Limites, e como saber se você já tem acesso
O lançamento não muda os tetos de uso do seu plano, que vêm da tabela de limites publicada pelo Google. No Pro isso é 500 notebooks, 300 fontes por notebook, 500 chats por dia, 20 Audio Overviews e 20 Video Overviews por dia, e 100 relatórios por dia. Gerar arquivos consome turnos de chat, então o número de 500 por dia é o teto que realmente aperta aqui.
- Você tem acesso se paga pelo Google AI Pro ou Ultra. O Pro custa US$ 19,99 por mês nos EUA. O Ultra fica em US$ 99,99 no plano de 20 TB e US$ 199,99 no de 30 TB.
- Você não tem no plano gratuito, e o Google não declarou nenhum prazo. As reportagens japonesas mencionam a disponibilidade no plano gratuito como esperada, não anunciada — trate isso como especulação.
- A checagem leva dez segundos: abra qualquer notebook e peça ao chat um CSV de duas linhas com qualquer coisa das suas fontes. Ou um arquivo volta, ou não volta.
- Verifique a saída. Um modelo escrevendo código para construir sua planilha não é o mesmo que um modelo lendo suas fontes corretamente. A ancoragem em fontes reduz fatos inventados; não elimina erros de interpretação, e um número numa célula parece mais confiável do que uma frase cheia de ressalvas.

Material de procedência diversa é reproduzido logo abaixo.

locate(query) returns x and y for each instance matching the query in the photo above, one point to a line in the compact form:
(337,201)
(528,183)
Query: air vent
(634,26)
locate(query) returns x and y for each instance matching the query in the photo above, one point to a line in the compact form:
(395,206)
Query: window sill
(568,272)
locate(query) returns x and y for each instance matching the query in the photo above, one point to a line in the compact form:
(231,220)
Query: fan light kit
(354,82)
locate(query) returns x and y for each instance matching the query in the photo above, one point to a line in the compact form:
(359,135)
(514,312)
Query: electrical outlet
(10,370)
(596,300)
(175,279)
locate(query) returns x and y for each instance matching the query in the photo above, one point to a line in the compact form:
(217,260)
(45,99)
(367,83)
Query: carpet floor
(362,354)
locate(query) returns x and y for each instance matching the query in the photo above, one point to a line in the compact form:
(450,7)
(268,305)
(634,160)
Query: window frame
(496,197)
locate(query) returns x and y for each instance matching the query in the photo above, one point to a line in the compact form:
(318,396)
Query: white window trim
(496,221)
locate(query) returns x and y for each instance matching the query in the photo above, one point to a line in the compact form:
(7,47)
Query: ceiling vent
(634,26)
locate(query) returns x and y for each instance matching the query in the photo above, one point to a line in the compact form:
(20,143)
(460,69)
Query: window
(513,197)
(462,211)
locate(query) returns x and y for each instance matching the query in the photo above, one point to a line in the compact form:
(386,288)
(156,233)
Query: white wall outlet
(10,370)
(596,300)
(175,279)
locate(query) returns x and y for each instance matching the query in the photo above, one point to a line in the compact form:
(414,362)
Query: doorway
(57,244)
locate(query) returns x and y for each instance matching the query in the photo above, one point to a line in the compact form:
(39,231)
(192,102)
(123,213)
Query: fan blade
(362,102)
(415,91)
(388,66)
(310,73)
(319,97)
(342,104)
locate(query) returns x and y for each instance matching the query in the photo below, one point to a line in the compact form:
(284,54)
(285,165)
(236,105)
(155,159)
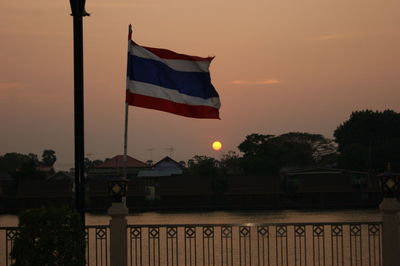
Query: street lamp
(78,12)
(390,184)
(117,189)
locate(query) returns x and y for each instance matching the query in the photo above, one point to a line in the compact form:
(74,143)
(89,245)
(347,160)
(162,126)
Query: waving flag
(163,80)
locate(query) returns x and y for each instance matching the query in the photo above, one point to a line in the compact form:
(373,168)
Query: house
(325,186)
(166,167)
(112,168)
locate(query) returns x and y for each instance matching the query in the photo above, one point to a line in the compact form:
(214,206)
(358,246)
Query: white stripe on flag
(178,65)
(151,90)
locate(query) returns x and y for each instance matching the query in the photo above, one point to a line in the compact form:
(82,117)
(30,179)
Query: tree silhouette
(49,158)
(368,140)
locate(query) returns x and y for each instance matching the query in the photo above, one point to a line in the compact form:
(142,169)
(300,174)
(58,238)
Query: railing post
(390,207)
(118,236)
(390,232)
(118,224)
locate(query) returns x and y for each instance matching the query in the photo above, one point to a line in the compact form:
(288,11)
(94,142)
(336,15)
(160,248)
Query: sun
(217,145)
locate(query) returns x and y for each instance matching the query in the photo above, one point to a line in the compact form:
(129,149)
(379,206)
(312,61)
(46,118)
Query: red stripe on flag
(168,54)
(195,111)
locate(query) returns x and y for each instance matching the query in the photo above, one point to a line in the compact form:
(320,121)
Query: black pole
(78,11)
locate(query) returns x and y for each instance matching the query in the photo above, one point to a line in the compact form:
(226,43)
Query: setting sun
(217,145)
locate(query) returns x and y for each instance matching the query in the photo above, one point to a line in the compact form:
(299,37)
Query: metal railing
(283,244)
(97,244)
(317,244)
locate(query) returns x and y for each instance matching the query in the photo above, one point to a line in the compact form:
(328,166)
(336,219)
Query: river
(231,217)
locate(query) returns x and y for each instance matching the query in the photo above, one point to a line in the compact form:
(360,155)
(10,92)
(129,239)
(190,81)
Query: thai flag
(163,80)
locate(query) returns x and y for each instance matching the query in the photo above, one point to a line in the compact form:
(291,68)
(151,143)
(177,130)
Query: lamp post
(390,207)
(78,12)
(118,211)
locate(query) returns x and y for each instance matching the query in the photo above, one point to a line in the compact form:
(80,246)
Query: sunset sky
(280,66)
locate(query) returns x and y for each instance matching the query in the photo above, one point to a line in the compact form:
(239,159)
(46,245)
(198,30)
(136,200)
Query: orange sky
(280,66)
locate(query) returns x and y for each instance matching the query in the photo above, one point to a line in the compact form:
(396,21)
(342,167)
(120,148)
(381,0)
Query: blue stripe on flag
(196,84)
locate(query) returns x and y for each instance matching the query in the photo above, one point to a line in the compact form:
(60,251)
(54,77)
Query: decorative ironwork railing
(97,244)
(301,244)
(317,244)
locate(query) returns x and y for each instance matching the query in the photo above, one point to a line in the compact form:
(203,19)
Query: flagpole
(126,115)
(125,142)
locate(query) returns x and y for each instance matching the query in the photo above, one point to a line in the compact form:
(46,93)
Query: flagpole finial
(130,32)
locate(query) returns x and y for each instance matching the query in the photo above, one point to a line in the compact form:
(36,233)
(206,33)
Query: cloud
(10,86)
(256,82)
(339,36)
(9,89)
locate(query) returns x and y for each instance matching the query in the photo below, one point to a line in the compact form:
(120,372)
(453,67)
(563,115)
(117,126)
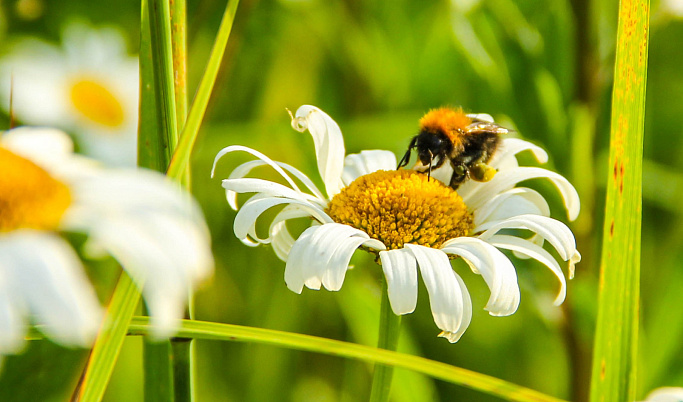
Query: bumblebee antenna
(406,157)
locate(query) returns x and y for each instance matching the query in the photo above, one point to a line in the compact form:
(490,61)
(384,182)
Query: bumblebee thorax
(452,122)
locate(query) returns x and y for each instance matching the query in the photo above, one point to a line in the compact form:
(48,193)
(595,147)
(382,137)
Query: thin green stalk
(158,371)
(108,344)
(616,339)
(162,58)
(389,330)
(435,369)
(181,157)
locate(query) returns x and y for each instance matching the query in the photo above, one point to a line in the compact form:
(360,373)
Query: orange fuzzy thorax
(450,121)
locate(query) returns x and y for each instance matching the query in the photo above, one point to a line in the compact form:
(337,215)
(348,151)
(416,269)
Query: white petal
(281,240)
(155,230)
(513,202)
(262,157)
(538,253)
(507,179)
(322,255)
(245,221)
(245,168)
(400,269)
(45,277)
(156,261)
(448,298)
(496,269)
(313,255)
(38,143)
(554,231)
(665,394)
(357,165)
(510,147)
(329,145)
(267,188)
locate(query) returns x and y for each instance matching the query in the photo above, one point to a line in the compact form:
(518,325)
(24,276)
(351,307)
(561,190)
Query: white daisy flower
(152,228)
(665,394)
(408,220)
(89,87)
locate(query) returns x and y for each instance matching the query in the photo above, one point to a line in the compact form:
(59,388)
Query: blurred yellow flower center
(402,206)
(97,103)
(29,197)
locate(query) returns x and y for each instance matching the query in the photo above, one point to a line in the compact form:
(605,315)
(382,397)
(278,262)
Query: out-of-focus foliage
(377,66)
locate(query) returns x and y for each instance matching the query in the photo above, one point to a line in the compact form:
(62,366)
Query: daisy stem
(389,329)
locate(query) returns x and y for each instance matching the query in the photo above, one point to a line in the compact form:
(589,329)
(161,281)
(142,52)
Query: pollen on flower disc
(30,198)
(97,103)
(402,206)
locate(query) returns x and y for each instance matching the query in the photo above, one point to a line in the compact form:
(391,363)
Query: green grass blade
(162,60)
(153,147)
(108,344)
(442,371)
(179,55)
(614,359)
(158,370)
(389,330)
(181,157)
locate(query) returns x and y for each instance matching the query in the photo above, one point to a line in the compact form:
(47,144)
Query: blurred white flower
(666,394)
(89,87)
(407,220)
(151,227)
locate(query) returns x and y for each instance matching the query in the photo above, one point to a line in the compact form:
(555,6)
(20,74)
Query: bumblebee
(467,141)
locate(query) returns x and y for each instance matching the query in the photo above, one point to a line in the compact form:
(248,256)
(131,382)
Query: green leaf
(616,340)
(181,157)
(108,344)
(442,371)
(162,61)
(153,151)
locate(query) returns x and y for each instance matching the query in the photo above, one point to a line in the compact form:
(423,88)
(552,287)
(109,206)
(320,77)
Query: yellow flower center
(402,206)
(97,103)
(29,197)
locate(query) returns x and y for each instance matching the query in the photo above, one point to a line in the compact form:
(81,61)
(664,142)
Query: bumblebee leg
(482,172)
(459,176)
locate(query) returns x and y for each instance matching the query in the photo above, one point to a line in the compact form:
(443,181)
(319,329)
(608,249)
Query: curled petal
(262,157)
(400,269)
(245,221)
(496,269)
(266,188)
(245,168)
(357,165)
(329,145)
(321,255)
(554,231)
(41,275)
(507,179)
(448,297)
(281,240)
(513,202)
(531,250)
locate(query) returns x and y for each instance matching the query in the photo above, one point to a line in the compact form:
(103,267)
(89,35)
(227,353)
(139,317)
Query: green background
(542,68)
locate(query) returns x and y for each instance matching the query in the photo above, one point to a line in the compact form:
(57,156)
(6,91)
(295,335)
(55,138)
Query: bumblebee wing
(480,117)
(486,127)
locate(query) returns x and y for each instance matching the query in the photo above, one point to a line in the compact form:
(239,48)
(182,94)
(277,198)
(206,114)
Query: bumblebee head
(429,145)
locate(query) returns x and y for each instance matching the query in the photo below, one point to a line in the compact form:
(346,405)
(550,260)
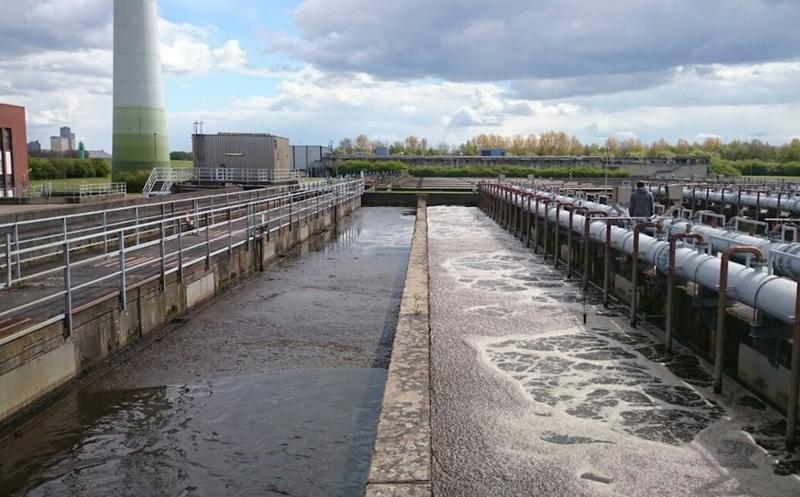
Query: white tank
(140,129)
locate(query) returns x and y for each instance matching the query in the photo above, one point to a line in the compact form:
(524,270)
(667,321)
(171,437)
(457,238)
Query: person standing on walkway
(642,202)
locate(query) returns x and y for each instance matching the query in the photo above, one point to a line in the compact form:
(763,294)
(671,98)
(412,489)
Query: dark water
(274,390)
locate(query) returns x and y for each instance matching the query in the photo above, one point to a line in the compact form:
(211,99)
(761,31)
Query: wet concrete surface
(274,389)
(527,400)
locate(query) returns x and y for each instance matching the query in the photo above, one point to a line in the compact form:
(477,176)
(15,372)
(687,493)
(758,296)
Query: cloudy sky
(319,70)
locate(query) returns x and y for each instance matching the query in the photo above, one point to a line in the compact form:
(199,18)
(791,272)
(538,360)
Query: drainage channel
(275,389)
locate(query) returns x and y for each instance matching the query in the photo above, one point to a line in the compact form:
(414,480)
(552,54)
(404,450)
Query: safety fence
(94,250)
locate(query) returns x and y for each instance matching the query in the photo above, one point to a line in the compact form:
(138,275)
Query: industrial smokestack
(140,129)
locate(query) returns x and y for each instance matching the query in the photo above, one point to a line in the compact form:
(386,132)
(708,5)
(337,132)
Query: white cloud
(547,40)
(231,56)
(187,57)
(466,117)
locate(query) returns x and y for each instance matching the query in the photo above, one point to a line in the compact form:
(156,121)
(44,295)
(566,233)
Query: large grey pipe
(765,201)
(770,294)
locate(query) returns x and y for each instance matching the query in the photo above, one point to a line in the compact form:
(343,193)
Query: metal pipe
(569,241)
(776,296)
(586,238)
(671,282)
(528,236)
(556,245)
(722,304)
(547,203)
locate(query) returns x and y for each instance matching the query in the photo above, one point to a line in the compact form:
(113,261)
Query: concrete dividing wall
(38,365)
(409,199)
(402,458)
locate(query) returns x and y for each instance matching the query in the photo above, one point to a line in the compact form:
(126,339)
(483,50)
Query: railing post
(105,232)
(8,260)
(180,250)
(722,306)
(290,211)
(67,290)
(230,230)
(637,230)
(794,378)
(163,253)
(607,265)
(18,258)
(208,241)
(136,213)
(123,284)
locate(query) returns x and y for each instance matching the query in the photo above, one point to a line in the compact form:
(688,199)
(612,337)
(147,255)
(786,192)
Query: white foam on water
(589,403)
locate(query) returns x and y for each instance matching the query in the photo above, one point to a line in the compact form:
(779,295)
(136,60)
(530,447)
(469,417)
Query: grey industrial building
(241,151)
(305,157)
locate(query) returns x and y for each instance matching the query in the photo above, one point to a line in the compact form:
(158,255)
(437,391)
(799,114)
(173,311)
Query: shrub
(723,167)
(100,168)
(42,168)
(477,171)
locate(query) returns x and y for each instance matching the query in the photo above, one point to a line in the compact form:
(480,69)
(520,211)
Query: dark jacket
(642,203)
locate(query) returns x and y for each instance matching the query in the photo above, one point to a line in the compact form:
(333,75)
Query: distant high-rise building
(66,132)
(59,144)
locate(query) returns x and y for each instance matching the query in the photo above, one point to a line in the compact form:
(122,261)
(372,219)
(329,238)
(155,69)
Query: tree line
(560,143)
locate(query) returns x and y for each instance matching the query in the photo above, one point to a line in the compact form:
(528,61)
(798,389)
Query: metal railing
(46,190)
(161,179)
(160,242)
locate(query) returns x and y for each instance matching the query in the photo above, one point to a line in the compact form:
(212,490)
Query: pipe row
(767,293)
(759,200)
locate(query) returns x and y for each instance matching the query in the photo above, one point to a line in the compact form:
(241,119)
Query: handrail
(272,211)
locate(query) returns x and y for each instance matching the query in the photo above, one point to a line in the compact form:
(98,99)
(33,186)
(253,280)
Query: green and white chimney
(140,126)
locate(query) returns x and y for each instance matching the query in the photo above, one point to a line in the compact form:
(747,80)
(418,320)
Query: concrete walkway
(527,400)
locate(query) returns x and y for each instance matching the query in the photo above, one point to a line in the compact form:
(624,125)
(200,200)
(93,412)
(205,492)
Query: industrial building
(13,150)
(305,157)
(251,151)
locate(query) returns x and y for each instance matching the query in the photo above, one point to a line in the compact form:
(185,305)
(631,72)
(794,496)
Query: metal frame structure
(161,179)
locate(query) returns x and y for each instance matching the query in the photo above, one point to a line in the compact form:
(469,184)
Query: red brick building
(13,150)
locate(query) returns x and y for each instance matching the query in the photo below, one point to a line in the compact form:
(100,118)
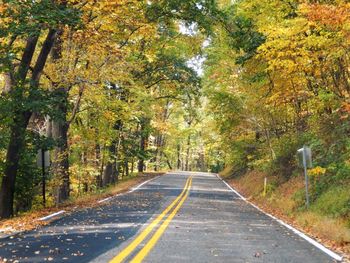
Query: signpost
(305,159)
(43,161)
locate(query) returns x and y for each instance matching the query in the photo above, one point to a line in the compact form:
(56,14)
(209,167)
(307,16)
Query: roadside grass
(320,222)
(29,220)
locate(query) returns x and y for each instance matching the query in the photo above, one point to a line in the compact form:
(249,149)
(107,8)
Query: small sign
(39,158)
(305,157)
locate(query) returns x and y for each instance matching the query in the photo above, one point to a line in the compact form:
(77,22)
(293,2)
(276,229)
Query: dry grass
(29,220)
(334,233)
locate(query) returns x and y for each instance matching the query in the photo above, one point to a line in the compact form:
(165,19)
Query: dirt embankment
(281,201)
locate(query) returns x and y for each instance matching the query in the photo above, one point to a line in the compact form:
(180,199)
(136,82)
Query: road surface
(179,217)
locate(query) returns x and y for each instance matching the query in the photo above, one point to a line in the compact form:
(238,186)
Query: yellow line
(153,241)
(126,251)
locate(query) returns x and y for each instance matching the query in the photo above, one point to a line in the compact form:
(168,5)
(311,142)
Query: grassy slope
(283,200)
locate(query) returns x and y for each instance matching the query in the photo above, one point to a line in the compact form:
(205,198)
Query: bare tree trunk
(188,152)
(178,156)
(22,117)
(60,165)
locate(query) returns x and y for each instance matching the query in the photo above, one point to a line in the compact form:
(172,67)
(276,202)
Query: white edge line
(101,201)
(50,216)
(130,191)
(299,233)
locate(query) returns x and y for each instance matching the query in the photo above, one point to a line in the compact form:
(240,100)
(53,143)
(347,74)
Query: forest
(111,89)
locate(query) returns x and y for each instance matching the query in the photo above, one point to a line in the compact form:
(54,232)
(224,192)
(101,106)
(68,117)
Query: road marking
(52,215)
(153,241)
(130,248)
(128,192)
(294,230)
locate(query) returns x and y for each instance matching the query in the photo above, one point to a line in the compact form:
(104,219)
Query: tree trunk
(14,150)
(60,165)
(22,117)
(188,152)
(178,156)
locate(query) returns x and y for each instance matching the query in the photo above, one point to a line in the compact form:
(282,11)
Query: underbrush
(327,218)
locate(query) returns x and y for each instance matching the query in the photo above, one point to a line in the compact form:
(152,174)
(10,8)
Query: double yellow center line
(177,203)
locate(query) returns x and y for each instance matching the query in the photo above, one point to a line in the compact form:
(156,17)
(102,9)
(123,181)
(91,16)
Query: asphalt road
(180,217)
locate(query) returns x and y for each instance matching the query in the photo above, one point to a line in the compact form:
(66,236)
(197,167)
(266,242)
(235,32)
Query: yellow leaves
(317,171)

Se você está no plano gratuito e esse era o recurso que você queria, nosso detalhamento de preços tem a tabela completa plano a plano, e o guia de exportação para PDF cobre os caminhos que ainda funcionam sem pagar.
Perguntas frequentes
O Gemini Notebook já exporta para PDF?
Sim, se você assina o Google AI Pro ou o Ultra. Desde 4 de agosto de 2026 dá para pedir um PDF ao chat e ele gera o arquivo direto. No plano gratuito a restrição antiga continua valendo — a exportação nativa vai para o Google Docs ou o Sheets, e PDF significa imprimir em PDF a partir de lá.
Isso está disponível na versão gratuita do Gemini Notebook?
Não. O lançamento terminou para assinantes do Google AI Pro em 4 de agosto de 2026, e o Ultra já tinha desde a troca de nome em 16 de julho. O Google não anunciou uma data para o plano gratuito. A cobertura japonesa descreve o acesso gratuito como esperado, não confirmado.
Quais formatos de arquivo o Gemini Notebook consegue gerar?
Segundo os relatos da imprensa japonesa sobre o anúncio do Google: PDF, DOCX, Markdown e TXT para documentos; XLSX, CSV e JSON para dados; PPTX para apresentações; e PNG, JPG, SVG e GIF para imagens. O Google não publicou uma lista em inglês.
Qual a diferença disso para o painel Studio?
O painel Studio oferece um conjunto fixo de botões — Audio Overview, Video Overview, Mind Map, Flashcards, Quiz, Report, Infographic, Slides. O caminho do chat não tem menu fixo: você descreve o que quer e o notebook escreve e executa código para construir. O painel Studio continua existindo.
Por que nenhum site em inglês noticiou isso?
O Google anunciou pela conta de rede social do produto em vez do blog, e a cobertura que veio depois foi da imprensa técnica japonesa. Não existe post de blog em inglês, atualização de página de suporte ou entrada de changelog sobre isso até 6 de agosto de 2026.
Isso significa que o Gemini Notebook consegue executar código sobre meus documentos?
Sim, dentro de um ambiente isolado que o Google chama de computador seguro na nuvem, adicionado a todo notebook com a troca de nome de julho de 2026. É isso que torna possível planilhas de verdade e gráficos plotados, em vez de descrições em texto deles.